To switch launchers, tap Home app and pick a different option: obviously, you’ll have to have at least one alternative launcher installed for anything other than the built-in option to appear here. As soon as you’ve switched, the homescreens, lock screen, app drawer, and menus should have a new look.
You can then customize your launcher as required. Some launchers have more options than others, but most of them come with a comprehensive set of instructions attached so you know what you’re changing and when. You should be able to access a launcher’s settings from its icon in the app drawer.
Don’t worry too much about making a lot of changes or breaking your Android phone interface somehow: if you’re not happy with the launcher you chose, you can simply uninstall it, and your phone’s built-in home app will take over again, exactly as you left it.
Some Android launchers to try
There are lots of Android launchers out there, but here are some of my favorites.
If you’re a fan of the minimal look, give Niagara Launcher a try. It transforms your homescreen to a simple but sleek list of your favorite apps, with smart innovations such as embedded notification previews and summaries, media playback controls, and more. It helps you focus on the apps that matter most and clears up some of the clutter on your smartphone.
Niagara adds customization controls as well — you can still change fonts, icon shapes, and many other elements of the interface, but that’s just one part of it. More customizations and widgets are available with a Pro subscription, which costs $9.99 a year or $29.99 for life.
Most lists of the best Android launchers will include Nova Launcher, and for good reason: it’s absolutely overflowing with customization options, from transparent notification bars to icon styles to bespoke navigation gestures to a dark mode that enables itself automatically at a certain time of the day.
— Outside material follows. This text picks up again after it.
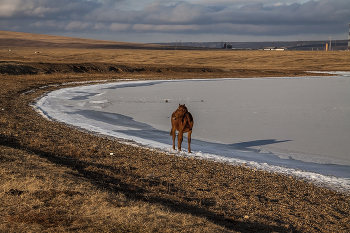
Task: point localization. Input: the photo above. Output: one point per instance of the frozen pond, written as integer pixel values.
(297, 126)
I like its ability to put frequently used apps at the top of the app drawer and the extensive tweaks available for icons: colors, shadows, shapes, and more. A lot of the customizations are free to use, but to get the full set, you need to buy the Prime version of the launcher, which will set you back $4.99.
AIO Launcher is another launcher that tries to do something different with the Android homescreen beyond tweaks to the icon colors and app grid layout. It turns your home screen into a densely packed series of widgets, so you can see everything from notifications to available storage space on a single screen. There are lots of widgets to choose from, and they’re all easy to modify.
The launcher lets you sort apps into categories and display them in a variety of ways, so you can get to your favorite ones more quickly, and there’s also an advanced search feature that can dig into everything from widgets to contacts. To get access to all of the settings AIO has to offer, you need a premium subscription, which will cost you 99 cents a month or $9.99 a year.
Smart Launcher offers just about everything you could want from a launcher, from polished-looking widgets to innovative layouts for your homescreen to a multitude of tweaks that you can apply to icons, fonts, wallpapers, and more. It has clever features, too, like a search tool that covers the web, your apps, and your contacts.
The widgets included in the launcher are really well done, and you can tailor your homescreen, lock screen, and notifications with a great deal of control. Navigation gestures are supported, as are categories for your apps, which can be very handy. To unlock all the features, you need to pay either 99 cents a month or $21.99 for life.